Cette fois, la créature sera parfaite !
De cette différence d’orientation découle un changement total au niveau des thèmes puisés dans le contenu de l’œuvre séminale de Mary Shelley. Dans les années 30, la figure du monstre interprétée par Karloff était principalement le vecteur d’un vibrant plaidoyer pour le droit à la différence. Avec la vision de Terence Fisher et du scénariste Jimmy Sangster, celle du baron en quête de gloire scientifique préfère donner dans la charge lourde contre la pudibonderie et le conservatisme bigot des sociétés occidentales de l’ère victorienne persistante. Le thème central du roman de Mary Shelley, à savoir le « danger d’une science exercée sans conscience« , demeure. Mais il est sans cesse contrebalancé par le développement de la personnalité complexe du baron, qui s’élève au-delà des considérations manichéennes du bien et du mal religieux afin de se consacrer à sa seule tâche : Les progrès de la science et les mystères de la création.

En haut : La créature découvre son physique parfait. Mais c’était avant le drame (en bas)…
Peter Cushing donne toute la mesure de son talent avec l’interprétation d’un baron Frankenstein de plus en plus complexe. Obsédé tout à la fois par le morbide et le don de la vie, Victor n’hésite pas un instant à passer à l’acte : Tuer les personnes de son entourage ou amputer certains des malades de son institut pour les pauvres devient ainsi la seule voie logique lorsqu’il s’agit de constituer sa créature (et donc sa création).
Le personnage évolue continuellement au fil de la série et c’est dans ce deuxième opus qu’il trouve son itération la plus complexe, si bien qu’il est absolument impossible de le réduire à la trop simple définition du bien et du mal.
Tandis qu’il ment à ses malades afin de les amputer, il choisit le bras d’un pickpocket (choix à priori acceptable puisque l’homme est condamnable), tout en justifiant froidement son choix sur l’idée que de telles mains sont d’une dextérité exceptionnelle ! Affable ou impitoyable au gré de ses recherches, Victor demeure néanmoins chaleureux avec son entourage, capable d’exprimer une réelle empathie envers Karl, son assistant difforme auquel il promet un corps parfait, ce qui ne l’empêche pas de faire décapiter un prêtre à sa place en méprisant toutes les conventions et toute l’éthique dictée par sa profession…
Si le premier film se terminait sur le jugement indiscutable du baron, condamné à mort pour ses actes impies et pour avoir osé s’élever sur le chemin de Dieu en lui disputant le don de la création, LA REVANCHE DE FRANKENSTEIN (titre tout à fait approprié !) va ainsi beaucoup plus loin en franchissant un palier définitif.

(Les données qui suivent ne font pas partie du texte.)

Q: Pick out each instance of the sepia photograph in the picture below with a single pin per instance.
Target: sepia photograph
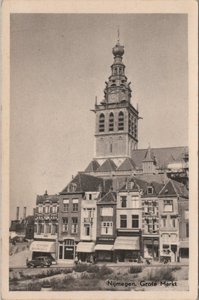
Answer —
(101, 189)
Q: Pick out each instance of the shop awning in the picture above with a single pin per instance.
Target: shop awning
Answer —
(85, 247)
(184, 244)
(127, 243)
(104, 247)
(42, 246)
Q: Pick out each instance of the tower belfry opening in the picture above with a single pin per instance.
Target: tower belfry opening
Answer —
(116, 133)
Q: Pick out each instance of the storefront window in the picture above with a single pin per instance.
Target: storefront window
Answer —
(65, 224)
(107, 228)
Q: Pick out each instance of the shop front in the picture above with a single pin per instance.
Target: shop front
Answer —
(184, 250)
(67, 249)
(127, 249)
(151, 247)
(85, 251)
(43, 248)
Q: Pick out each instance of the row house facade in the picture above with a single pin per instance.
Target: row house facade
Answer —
(45, 226)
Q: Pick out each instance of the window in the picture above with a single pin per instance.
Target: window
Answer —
(111, 122)
(173, 221)
(123, 221)
(149, 190)
(121, 121)
(75, 204)
(168, 205)
(107, 228)
(101, 123)
(106, 211)
(40, 209)
(54, 229)
(66, 205)
(123, 201)
(187, 229)
(65, 224)
(47, 209)
(54, 209)
(135, 202)
(87, 229)
(186, 214)
(74, 225)
(111, 147)
(135, 221)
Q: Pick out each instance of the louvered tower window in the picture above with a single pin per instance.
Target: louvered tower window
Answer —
(121, 121)
(111, 122)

Car en devenant au final le réceptacle de ses propres expériences (littéralement sa propre créature !), Victor Frankenstein s’élève au-dessus des lois et bafoue les règles de l’éthique en trompant lui-même la mort ! Victorieux, il est ainsi prêt à poursuivre son travail dans le prochain film…
On notera enfin que les créatures de Frankenstein selon Terence Fisher arborent désormais une allure humaine parfaite, comme pour montrer la victoire effective de son personnage sur la civilisation hypocrite qui lui refuse obstinément le droit de bafouer les lois du seigneur…

Universal Hammer !
L’EMPREINTE DE FRANKENSTEIN –
/
(THE EVIL OF FRANKENSTEIN) – 1964
Comme nous l’avons vu en introduction, ce troisième opus n’est pas la suite du précédent, mais une suite différente du premier film !
Ignorant que le Baron avait été condamné à la guillotine à la fin de FRANKENSTEIN S’EST ÉCHAPPÉ !, voilà donc que nous le retrouvons en train de continuer ses expériences, incognito, dans un village perdu dans la vieille Europe. Expériences qu’il est néanmoins obligé d’abandonner lorsque les villageois, effrayés par ses activités scientifiques impies, débarquent dans son laboratoire afin de le détruire.
Le baron n’a d’autre choix que de retourner à son château familial, désormais laissé à l’abandon. Là, il découvre son ancienne créature qu’il croyait anéantie, conservée intacte au cœur de la montagne, dans un bloc de glace. Rapidement, la tentation est grande de réanimer sa création…
Freddie Francis succède ici à Terence Fisher au poste de réalisateur et la tonalité de la série prend une toute autre tournure.
Au départ, Francis est un chef opérateur parmi les meilleurs de l’histoire du cinéma (on lui doit la photographie du sublime LES INNOCENTS de Jack Clayton (1961) et de plusieurs films de David Lynch, dont ELEPHANT MAN). Mais il demeure un metteur en scène modeste, dont l’essentiel de la carrière dans ce domaine s’est déroulé au rayon des petites productions gothiques.
Son approche sur la figure de Frankenstein est ainsi plus naïve que celle de Terence Fisher et l’on n’y retrouve pas aussi frontalement les thèmes développés par ce dernier. De plus, le scénariste Jimmy Sangster est également remplacé par Anthony Hinds.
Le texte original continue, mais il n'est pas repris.